Cohen was waiting for her in his study, a bright sunlit room whose grass-papered walls were hung with elegantly framed portraits of someone else's ancestors. Glass-paned doors opened onto a walled garden. Antiques scented the air with the smell of old hardwood and beeswax furniture polish. The bookshelves held snapshots of scientists clowning for the camera in front of ivy-covered buildings, including a shot of the original Hyacinthe Cohen at some artificial consciousness conference before the Evacuation. Alongside these were pictures of the Cohen Li knew -- or, rather, photos of handsome, unfamiliar faces wearing Cohen's sly smile. Cohen at parties. Cohen playing with his dogs. Cohen shaking hands with the Israeli Prime Minister and sunbathing on the beach in Tel Aviv.

And there were novels, of course. Cohen and his novels. Stendhal. Balzac. The Brontës. Sometimes Li thought Cohen knew more about book people than real people.

Cohen himself was sitting on the sofa, wearing a summer suit the color of the new-mown hay in the Stubbs portrait of eclipse that hung behind him. "Catherine," he said, taking her hand in his and drawing her down to sit beside him. "So you're back on Compson's World. How bad is it?"

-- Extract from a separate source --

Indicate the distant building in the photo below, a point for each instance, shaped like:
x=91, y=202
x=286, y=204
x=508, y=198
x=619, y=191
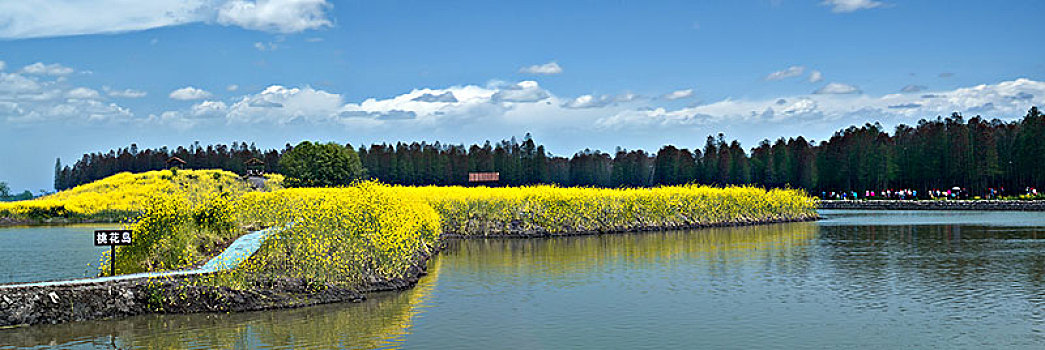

By the time I'd pounded out a first draft of that scene, I was hooked. Who was this AI that seemed to slip in and out of other people's bodies at will? What could explain his obsession with 19th century novels and portraits of other people's ancestors? And how did he know the Israeli Prime Minister? Was he Israeli? Was he Jewish? Was he ... an Israeli spy?

I had to know. And the only way to find out was to keep writing.


I began to imagine a shared backstory for this strange artificial being who had insinuated himself into my novel. I began to began to suspect, though at first I was far from certain, that Cohen might be secretly in love with my take-no-prisoners heroine. And I began to ask him the question on which the entire novel hangs: would he help Li ... or betray her?

Line by line, page by page, the story that became Spin State unfolded in front of me. This was it, I realized: the moment every writer waits for. After almost a decade of failed launches, I finally had two characters who were strong enough -- both individually and together -- to write their own story.

I just followed them, taking notes, drawing maps, charting the unfamiliar terrain as best I could. And in doing so, I crossed over into territory that was a lot bigger and a whole lot wilder than the territory I'd set off to write about.


1. I tried this, actually. The answers, in order of receipt, were: Star Trek; Carl Sagan; and "the future governor of California".

2. Don't ask me what metonymy means. It's one of the eight words in the English language I've finally admitted I'm not cool enough to understand.

3. The sign may have been right too, for all I know. But if it was, then three out of my seven neighbors never got around to introducing themselves.

4. Russian mostly. Occasionally Thai. And one memorable catalog from Kazakhstan, where the women do really interesting things with their eyebrows.

5. Have I mentioned the epic poetry? Printed in bilingual format, of course. I was reasonable; I didn't expect readers to actually learn my invented language.